@aemetha
Thanks. I misread what you wrote before... Comparing Australia and the US (in terms of homicides vs fatal police shootings) isn't going to give you an accurate picture of what is happening. There are lots of other factors to take into account. I don't have time to do a thorough analysis.
I'll use numbers from your source:
The US homicide rate is 5.35/100k
Canada sits at 1.68/100k
(US = 3.18 times Canada.)
There are 28.4/million cases of people being fatally shot by cops in the US.
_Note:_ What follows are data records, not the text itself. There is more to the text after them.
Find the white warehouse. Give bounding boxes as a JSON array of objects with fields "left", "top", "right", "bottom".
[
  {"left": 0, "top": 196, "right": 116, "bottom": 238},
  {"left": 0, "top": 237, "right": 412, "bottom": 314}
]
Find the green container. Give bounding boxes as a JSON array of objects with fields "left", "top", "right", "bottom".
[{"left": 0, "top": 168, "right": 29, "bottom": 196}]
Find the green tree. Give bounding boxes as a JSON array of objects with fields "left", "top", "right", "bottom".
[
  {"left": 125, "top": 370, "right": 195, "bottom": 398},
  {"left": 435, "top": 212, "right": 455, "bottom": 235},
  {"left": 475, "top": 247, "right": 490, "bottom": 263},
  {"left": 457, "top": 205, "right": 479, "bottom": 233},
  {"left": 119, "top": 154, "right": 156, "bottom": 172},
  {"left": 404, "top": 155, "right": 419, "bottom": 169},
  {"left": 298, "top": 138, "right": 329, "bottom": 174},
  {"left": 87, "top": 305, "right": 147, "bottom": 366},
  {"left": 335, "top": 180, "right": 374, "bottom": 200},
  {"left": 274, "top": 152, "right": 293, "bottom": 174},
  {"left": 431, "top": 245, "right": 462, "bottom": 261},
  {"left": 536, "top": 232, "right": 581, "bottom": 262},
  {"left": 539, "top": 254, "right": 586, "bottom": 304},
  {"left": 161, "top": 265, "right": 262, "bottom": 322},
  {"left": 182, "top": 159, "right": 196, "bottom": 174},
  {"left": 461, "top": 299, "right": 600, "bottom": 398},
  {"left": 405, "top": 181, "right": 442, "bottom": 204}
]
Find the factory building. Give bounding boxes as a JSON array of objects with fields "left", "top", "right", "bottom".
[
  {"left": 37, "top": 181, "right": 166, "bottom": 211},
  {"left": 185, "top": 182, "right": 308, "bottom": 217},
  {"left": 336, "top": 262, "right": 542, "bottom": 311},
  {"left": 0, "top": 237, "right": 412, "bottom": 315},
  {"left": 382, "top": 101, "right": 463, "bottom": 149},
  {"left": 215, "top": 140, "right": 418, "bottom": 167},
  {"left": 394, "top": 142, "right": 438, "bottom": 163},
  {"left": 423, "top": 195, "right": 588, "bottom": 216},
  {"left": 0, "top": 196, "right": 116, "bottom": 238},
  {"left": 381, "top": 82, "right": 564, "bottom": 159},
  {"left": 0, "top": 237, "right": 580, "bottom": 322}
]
Canada sits at 9.7/million.
(US = 2.93 times Canada)
3.18:2.93 - proportionate.
I don't think it's fair to compare countries like Australia & NZ because they never had major crime problems to begin with... and, even before the buyback programs,
nobody walked around carrying guns. It makes more sense to compare Canada and the US.
...
In 2019, 56% of all homicides in the US were committed by African Americans. If you separate homicide by race you get:
Black homicides = 22.15 / 100k
Non-Black homicides = 2.72 / 100k
So the homicide rate is over 8 times higher.
Now let's do what you did with the number of homicides vs police killings.
US citizens shot fatally by police, averaged across four years:
Black = 227 = 5.12 / million
Non-Black = 803 = 2.82 / million
The rate that Black people are fatally shot by police is less than twice the rate non-Black people are fatally shot... So do we conclude (since the homicide rate is 8 times higher) that white people are being disproportionately shot by police?
The trend of fatal police shootings seems to only be increasing in the U.S., with a total 639 civilians shot to death by police as of August 28, 2023.